A Twitter account with the same codename, @OpCharlieHebdo, shared a video about the operation on Saturday; it also paid a tribute to the people who were killed in the attack; the ten magazine workers and the two police officers.
According to filehippo.com, the new attacks on French websites are being carried out under the name “OpFrance”. Much of the imagery used in the new hack — seemingly perpetuated by someone or a group calling themselves AnonGhost — derives from Anonymous, but the groups are now supporting opposite aims.
AnonGhost also called Anonymous racist for running OpCharlieHebdo, which saw them take down extremist websites and try to suspend Islamist Twitter accounts..
Experts told AFP that “cyber-jihadist” hackers from North Africa and Mauritania have claimed responsibility for the hijacking of over 1,000 sites since the January 7 Charlie Hebdo attack, and have threatened a surge of activity on January 15.
The French newspaper Charlie Hebdo was burying several of its slain staff members on January 15th.
Most of the hacks have targeted relatively small sites operated by local government, universities, churches and businesses whose home pages were defaced with messages that included “There is only on God, Allah,” “Death to France,” and “Death to Charlie.”
Calling it an unprecedented surge, Adm. Arnaud Coustilliere, head of cyberdefense for the French military, said about 19,000 French websites had faced cyberattacks in recent days, some carried out by well-known Islamic hacker groups.
The attacks also hit military regiments websites. None appeared to have caused serious damage, said Coustilliere.
“What’s new, what’s important, is that this is 19,000 sites — that’s never been seen before,” Coustilliere said. “This is the first time that a country has been faced with such a large wave of cyber-contestation.”
In related news, the U.S. military Central Command Twitter and YouTube sites were hacked several days ago, although no classified material was reported breached.
The sites are back online after being taken over by hackers claiming to support the Islamic State militant group, and Pentagon officials are reviewing some security protocols in the wake of the breach.

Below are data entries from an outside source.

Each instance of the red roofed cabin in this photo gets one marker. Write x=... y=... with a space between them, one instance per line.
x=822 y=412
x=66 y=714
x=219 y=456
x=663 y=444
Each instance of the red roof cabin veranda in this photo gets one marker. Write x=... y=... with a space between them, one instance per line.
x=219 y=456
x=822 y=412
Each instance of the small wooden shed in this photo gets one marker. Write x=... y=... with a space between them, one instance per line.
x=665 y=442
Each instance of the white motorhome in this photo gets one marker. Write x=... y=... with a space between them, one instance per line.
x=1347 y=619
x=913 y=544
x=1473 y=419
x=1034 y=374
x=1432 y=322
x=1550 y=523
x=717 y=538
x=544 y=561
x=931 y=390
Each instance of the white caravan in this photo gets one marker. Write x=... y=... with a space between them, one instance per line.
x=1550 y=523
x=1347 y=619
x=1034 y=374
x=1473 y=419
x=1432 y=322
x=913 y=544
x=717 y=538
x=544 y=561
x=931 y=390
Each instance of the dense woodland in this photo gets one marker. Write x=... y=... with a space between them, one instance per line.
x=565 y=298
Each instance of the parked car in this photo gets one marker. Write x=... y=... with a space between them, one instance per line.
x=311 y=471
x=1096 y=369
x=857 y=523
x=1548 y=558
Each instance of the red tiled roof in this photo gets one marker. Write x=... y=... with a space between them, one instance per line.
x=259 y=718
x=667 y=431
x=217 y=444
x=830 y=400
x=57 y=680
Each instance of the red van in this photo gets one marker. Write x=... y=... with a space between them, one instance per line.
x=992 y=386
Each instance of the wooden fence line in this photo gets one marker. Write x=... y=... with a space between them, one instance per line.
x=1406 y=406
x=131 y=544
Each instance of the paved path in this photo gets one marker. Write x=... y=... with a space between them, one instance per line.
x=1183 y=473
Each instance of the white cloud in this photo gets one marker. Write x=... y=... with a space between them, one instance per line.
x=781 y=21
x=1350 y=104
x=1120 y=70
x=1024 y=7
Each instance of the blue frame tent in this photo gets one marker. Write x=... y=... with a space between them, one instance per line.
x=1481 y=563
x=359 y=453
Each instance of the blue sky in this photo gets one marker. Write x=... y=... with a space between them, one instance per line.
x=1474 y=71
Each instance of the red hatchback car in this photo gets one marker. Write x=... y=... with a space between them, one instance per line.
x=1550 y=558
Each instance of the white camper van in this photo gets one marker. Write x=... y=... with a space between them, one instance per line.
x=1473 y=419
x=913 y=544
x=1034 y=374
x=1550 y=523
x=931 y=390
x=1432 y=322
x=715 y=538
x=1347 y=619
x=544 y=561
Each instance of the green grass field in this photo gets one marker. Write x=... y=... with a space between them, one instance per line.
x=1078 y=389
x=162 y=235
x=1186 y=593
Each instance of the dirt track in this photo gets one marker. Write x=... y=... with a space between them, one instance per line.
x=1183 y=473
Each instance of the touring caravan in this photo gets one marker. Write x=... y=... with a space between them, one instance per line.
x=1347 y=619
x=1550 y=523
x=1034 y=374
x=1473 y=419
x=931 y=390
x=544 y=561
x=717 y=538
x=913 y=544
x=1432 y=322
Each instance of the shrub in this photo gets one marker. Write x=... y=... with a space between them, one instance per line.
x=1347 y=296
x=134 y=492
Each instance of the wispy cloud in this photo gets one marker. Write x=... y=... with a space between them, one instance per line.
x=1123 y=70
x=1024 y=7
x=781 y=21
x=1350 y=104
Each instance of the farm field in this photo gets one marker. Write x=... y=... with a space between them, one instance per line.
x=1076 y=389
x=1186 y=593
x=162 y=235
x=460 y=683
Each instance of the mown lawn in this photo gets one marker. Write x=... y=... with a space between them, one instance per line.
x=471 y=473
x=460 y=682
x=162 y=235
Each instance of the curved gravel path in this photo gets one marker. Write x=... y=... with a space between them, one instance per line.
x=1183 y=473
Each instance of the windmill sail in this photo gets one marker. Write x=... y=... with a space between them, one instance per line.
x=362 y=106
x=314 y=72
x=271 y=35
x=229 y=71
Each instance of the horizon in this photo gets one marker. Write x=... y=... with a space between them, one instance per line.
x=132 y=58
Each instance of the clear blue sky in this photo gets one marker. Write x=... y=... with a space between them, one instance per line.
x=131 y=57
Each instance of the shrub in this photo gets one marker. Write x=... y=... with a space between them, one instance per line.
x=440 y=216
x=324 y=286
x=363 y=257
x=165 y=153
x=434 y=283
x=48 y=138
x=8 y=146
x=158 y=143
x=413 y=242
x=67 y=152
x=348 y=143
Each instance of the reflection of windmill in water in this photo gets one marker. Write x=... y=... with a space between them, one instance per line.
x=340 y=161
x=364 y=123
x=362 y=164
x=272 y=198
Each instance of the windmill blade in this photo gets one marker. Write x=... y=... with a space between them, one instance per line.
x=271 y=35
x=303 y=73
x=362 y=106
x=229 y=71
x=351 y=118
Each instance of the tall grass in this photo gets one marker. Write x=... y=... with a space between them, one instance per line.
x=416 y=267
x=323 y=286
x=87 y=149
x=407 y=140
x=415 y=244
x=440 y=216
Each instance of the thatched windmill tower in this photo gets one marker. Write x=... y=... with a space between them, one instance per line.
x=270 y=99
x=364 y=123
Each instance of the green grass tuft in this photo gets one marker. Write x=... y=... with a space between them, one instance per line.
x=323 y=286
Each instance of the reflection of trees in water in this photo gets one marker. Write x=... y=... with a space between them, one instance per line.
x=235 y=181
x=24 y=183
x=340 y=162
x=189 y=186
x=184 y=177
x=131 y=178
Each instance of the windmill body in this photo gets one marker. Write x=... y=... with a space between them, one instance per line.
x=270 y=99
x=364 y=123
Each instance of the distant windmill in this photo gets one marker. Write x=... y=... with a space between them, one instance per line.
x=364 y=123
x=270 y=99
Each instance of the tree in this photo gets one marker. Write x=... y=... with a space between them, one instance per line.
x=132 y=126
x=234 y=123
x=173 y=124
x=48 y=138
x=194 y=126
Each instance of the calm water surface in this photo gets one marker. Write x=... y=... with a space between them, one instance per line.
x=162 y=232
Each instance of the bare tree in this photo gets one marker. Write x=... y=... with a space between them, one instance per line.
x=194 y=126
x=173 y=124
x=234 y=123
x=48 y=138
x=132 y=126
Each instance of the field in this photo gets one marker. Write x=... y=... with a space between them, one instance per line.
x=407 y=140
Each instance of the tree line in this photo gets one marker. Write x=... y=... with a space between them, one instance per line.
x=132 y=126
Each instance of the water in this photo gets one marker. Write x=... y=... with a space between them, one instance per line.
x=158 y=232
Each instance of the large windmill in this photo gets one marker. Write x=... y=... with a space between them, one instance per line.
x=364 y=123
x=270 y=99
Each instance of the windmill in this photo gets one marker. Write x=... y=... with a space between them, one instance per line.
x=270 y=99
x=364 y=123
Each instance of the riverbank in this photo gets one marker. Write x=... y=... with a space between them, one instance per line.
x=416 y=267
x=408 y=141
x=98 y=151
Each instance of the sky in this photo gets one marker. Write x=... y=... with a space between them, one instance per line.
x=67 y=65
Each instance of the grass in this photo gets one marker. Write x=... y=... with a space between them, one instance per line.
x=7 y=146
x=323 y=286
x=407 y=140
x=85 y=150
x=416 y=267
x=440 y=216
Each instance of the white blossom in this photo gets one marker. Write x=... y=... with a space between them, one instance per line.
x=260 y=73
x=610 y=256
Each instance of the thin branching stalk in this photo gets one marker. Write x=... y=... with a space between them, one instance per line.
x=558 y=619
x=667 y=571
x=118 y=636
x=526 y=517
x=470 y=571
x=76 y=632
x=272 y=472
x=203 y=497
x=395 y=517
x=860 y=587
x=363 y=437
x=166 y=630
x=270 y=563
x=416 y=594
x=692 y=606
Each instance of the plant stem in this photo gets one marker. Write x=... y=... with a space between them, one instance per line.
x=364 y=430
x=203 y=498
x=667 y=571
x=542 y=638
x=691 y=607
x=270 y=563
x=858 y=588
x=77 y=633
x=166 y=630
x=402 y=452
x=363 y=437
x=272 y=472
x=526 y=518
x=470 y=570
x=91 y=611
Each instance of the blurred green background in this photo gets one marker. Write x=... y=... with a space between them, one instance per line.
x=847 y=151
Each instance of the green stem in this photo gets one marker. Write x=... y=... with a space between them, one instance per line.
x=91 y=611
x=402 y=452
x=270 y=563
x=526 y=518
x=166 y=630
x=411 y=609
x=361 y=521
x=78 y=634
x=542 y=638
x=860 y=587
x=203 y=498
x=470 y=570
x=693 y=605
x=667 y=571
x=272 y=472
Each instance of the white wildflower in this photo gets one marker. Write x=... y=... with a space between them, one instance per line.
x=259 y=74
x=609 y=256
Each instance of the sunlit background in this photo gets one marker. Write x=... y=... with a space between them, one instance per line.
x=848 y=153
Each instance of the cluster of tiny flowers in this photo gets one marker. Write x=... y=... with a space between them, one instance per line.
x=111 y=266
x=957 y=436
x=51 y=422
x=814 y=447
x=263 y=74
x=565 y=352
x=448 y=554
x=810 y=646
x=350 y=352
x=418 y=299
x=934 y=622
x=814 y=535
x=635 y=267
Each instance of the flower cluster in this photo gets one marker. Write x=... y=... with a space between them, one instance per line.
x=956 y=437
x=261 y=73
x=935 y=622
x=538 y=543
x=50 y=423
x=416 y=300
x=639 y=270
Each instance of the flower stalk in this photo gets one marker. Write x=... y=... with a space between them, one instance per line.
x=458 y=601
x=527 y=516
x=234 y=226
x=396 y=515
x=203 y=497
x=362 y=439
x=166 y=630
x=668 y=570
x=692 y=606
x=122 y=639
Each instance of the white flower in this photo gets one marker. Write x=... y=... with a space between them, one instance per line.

Defense Secretary Chuck Hagel, visiting Whiteman Air Force Base, Missouri, said Tuesday that the hack “was a violation, it wasn’t a big deal. But it shows you, it reminds you, once again, of how dangerous these different groups are and how capable they are.”
The hacker group, calling itself CyberCaliphate, was already under FBI investigation for incursions into the Twitter feeds or websites of media outlets in New Mexico and Maryland, prompting officials to question whether the group has any real affiliation with the Islamic State militants.
“Hundreds of bodies – too many to count – remain strewn in the bush in Nigeria from an Islamic extremist attack that Amnesty International described as the ‘deadliest massacre’ in the history of Boko Haram.
“Fighting continued on Friday around Baga, a town on the border with Chad where insurgents seized a key military base on 3 January and attacked again on Wednesday.
“‘Security forces have responded rapidly, and have deployed significant military assets and conducted air strikes against militant targets,’ said a government spokesman.
“District head Baba Abba Hassan said most victims are children, women and elderly people who could not run fast enough when insurgents drove into Baga, firing rocket-propelled grenades and assault rifles on town residents.”